Le jeudi 20 mars 2024, la Salle de réunion du ministère de l’Industrie et du Commerce a accueilli une rencontre importante entre les acteurs de l’interprofession gomme arabique et les responsables du secteur public en charge des régulations commerciales. Cette session visait principalement à écouter les préoccupations des professionnels, à comprendre les défis auxquels ils sont confrontés et à instaurer un cadre de collaboration plus efficace dans le domaine crucial de l’exportation de la gomme arabique.
La gomme arabique, produit phare de l’agriculture malienne, joue un rôle clé dans l’économie nationale, notamment grâce à ses exportations vers plusieurs marchés internationaux. Cependant, malgré son importance stratégique, le secteur fait face à plusieurs défis organisationnels et structurels. C’est dans ce contexte que le ministre de l’Industrie et du Commerce, Moussa Alassane Diallo, a ouvert la session en soulignant l’urgence de respecter les normes et les règles d’exportation en vigueur.
Le ministre a insisté sur l’importance capitale d’une conformité rigoureuse aux réglementations en matière d’exportation, soulignant que ces règles sont essentielles non seulement pour assurer une gestion saine et transparente des échanges commerciaux, mais aussi pour garantir la pérennité de la filière. En effet, le respect des normes d’exportation permet de prévenir des risques considérables, tels que le blanchiment d’argent ou la perte de devises, qui sont souvent liés à un non-respect des exigences réglementaires.

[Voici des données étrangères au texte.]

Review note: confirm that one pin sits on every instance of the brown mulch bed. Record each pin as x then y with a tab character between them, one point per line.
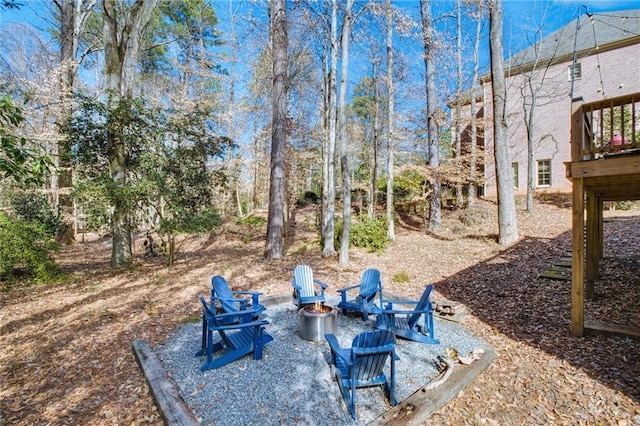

La rencontre a été organisée sous l’égide de plusieurs structures du ministère, telles que la Direction Générale du Commerce, de la Consommation et de la Concurrence (DGCC), le cadre renforcé intégré ainsi que l’Agence pour la Promotion des Exportations au Mali. Ces institutions ont pris la parole à travers leurs Directeurs généraux pour présenter les mécanismes organisationnels et régulatrices existants, tout en mettant en lumière les enjeux cruciaux qui entourent l’exportation de la gomme arabique.
Un des points essentiels abordés durant cette rencontre fut l’assainissement des structures de l’interprofession gomme arabique. Les acteurs présents ont convenu qu’une meilleure organisation interne était indispensable pour renforcer la compétitivité de la filière sur le marché international. Une structure claire et fonctionnelle pourrait, en effet, offrir une meilleure gestion des ressources, une traçabilité plus rigoureuse des transactions et une meilleure transparence dans les pratiques commerciales.
Un autre aspect majeur des discussions portait sur les risques liés à l’exportation. Il a été unanimement reconnu que des pratiques de mauvaise gestion peuvent entraîner des pertes économiques significatives pour l’État, notamment à travers la perte de devises. Les échanges ont donc été dirigés vers la nécessité d’une collaboration renforcée entre les autorités et les producteurs, afin de garantir le respect des règles et d’assurer une exportation conforme aux standards internationaux.
Ainsi, cette réunion a permis de poser les bases d’un dialogue constructif entre les acteurs de la filière gomme arabique et les autorités compétentes. L’objectif reste de renforcer la structuration du secteur afin d’en faire un moteur de croissance durable pour l’économie malienne. Le respect des règles d’exportation, la lutte contre les pratiques illégales et la mise en place d’une organisation professionnelle rigoureuse sont désormais des priorités pour garantir un avenir prospère à cette filière stratégique.